Table of Contents
In this article, you’ll learn about what is B-tree, why B-tree is used, it’s properties and Operations like Searching and B-Tree Applications.
What is B-tree ?
A B-tree is a self-balancing tree data structure that maintains sorted data and allows searches, sequential access, insertions, and deletions in logarithmic time.
The B-tree generalizes the binary search tree, allowing for nodes with more than two children. Unlike other self-balancing binary search trees. It is also known as a height-balanced m-way tree.
Why B-tree?
The need for B-tree arose with the rise in the need for lesser time in accessing the physical storage media like a hard disk. The secondary storage devices are slower with a larger capacity. There was a need for such types of data structures that minimize the disk accesses.
Other data structures such as a binary search tree, avl tree, red-black tree, etc can store only one key in one node. If you have to store a large number of keys, then the height of such trees becomes very large and the access time increases.
The B-tree is well suited for storage systems that read and write relatively large blocks of data, such as disks. It is commonly used in databases and file systems.
However, B-tree can store many keys in a single node and can have multiple child nodes. This decreases the height significantly allowing faster disk accesses.
B-tree Properties
- For each node x, the keys are stored in increasing order.
- In each node, there is a boolean value x.leaf which is true if x is a leaf.
- If n is the order of the tree, each internal node can contain at most n – 1 keys along with a pointer to each child.

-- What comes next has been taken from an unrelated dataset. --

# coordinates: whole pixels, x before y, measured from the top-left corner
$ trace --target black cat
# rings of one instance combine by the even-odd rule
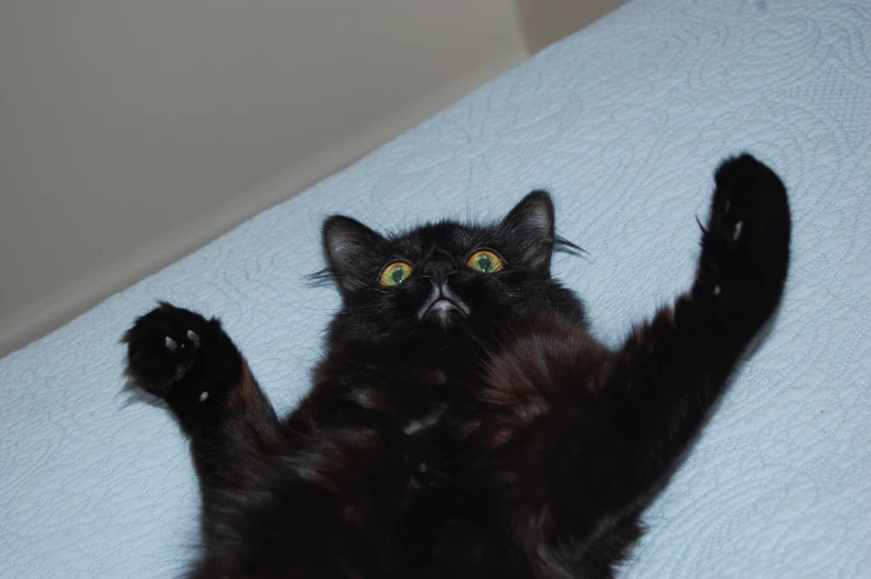
[[[279,419],[221,329],[169,303],[124,335],[202,490],[192,578],[608,578],[639,513],[774,312],[780,179],[725,161],[692,289],[610,350],[550,277],[544,192],[500,223],[323,226],[343,305]]]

- Each node except root can have at most n children and at least n/2 children.
- All leaves have the same depth (i.e. height-h of the tree).

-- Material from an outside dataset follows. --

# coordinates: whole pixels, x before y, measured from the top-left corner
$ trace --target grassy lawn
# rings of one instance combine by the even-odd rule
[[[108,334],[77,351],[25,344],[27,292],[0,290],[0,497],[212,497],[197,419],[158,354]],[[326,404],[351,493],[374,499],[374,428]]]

- The root has at least 2 children and contains a minimum of 1 key.
- If n ≥ 1, then for any n-key B-tree of height h and minimum degree
t ≥ 2
,h ≥ logt (n+1)/2
.
Operations
Searching
Searching for an element in a B-tree is the generalized form of searching an element in a Binary Search Tree. The following steps are followed.

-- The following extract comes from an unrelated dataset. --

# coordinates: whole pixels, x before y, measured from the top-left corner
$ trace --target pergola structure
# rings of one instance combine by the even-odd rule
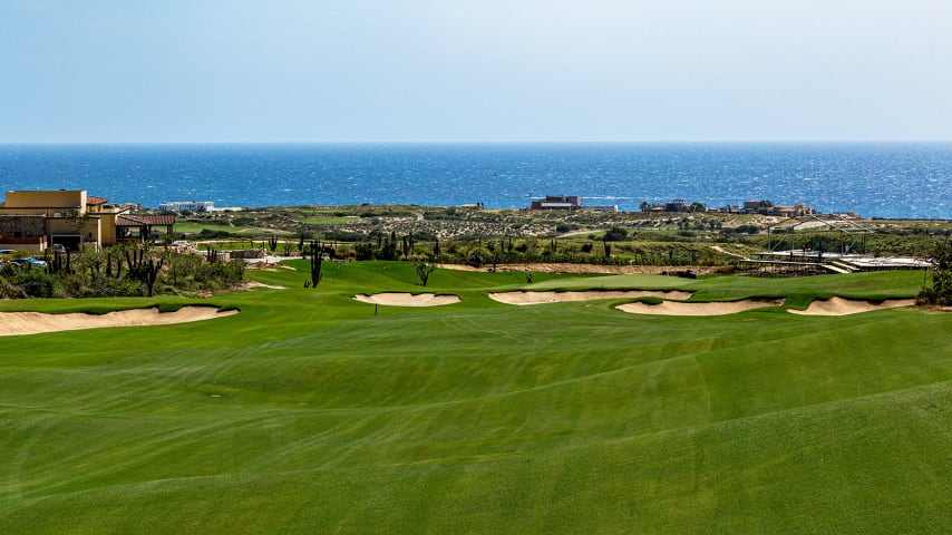
[[[798,232],[800,240],[797,240]],[[828,253],[845,255],[849,253],[865,254],[866,237],[873,234],[873,231],[842,215],[798,215],[767,227],[767,249],[770,253],[777,253],[780,247],[786,245],[789,249],[784,250],[784,253],[791,254],[796,251],[805,254],[808,249],[802,237],[806,233],[838,233],[838,251],[829,251]],[[813,251],[819,259],[826,252],[822,247],[823,245],[819,250]]]
[[[118,241],[147,240],[155,226],[164,226],[172,234],[175,214],[123,214],[116,217],[116,239]]]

- Starting from the root node, compare k with the first key of the node.
Ifk = the first key of the node
, return the node and the index. - If
k.leaf = true
, return NULL (i.e. not found). - If
k < the first key of the root node
, search the left child of this key recursively. - If there is more than one key in the current node and
k > the first key
, compare k with the next key in the node.
Ifk < next key
, search the left child of this key (ie. k lies in between the first and the second keys).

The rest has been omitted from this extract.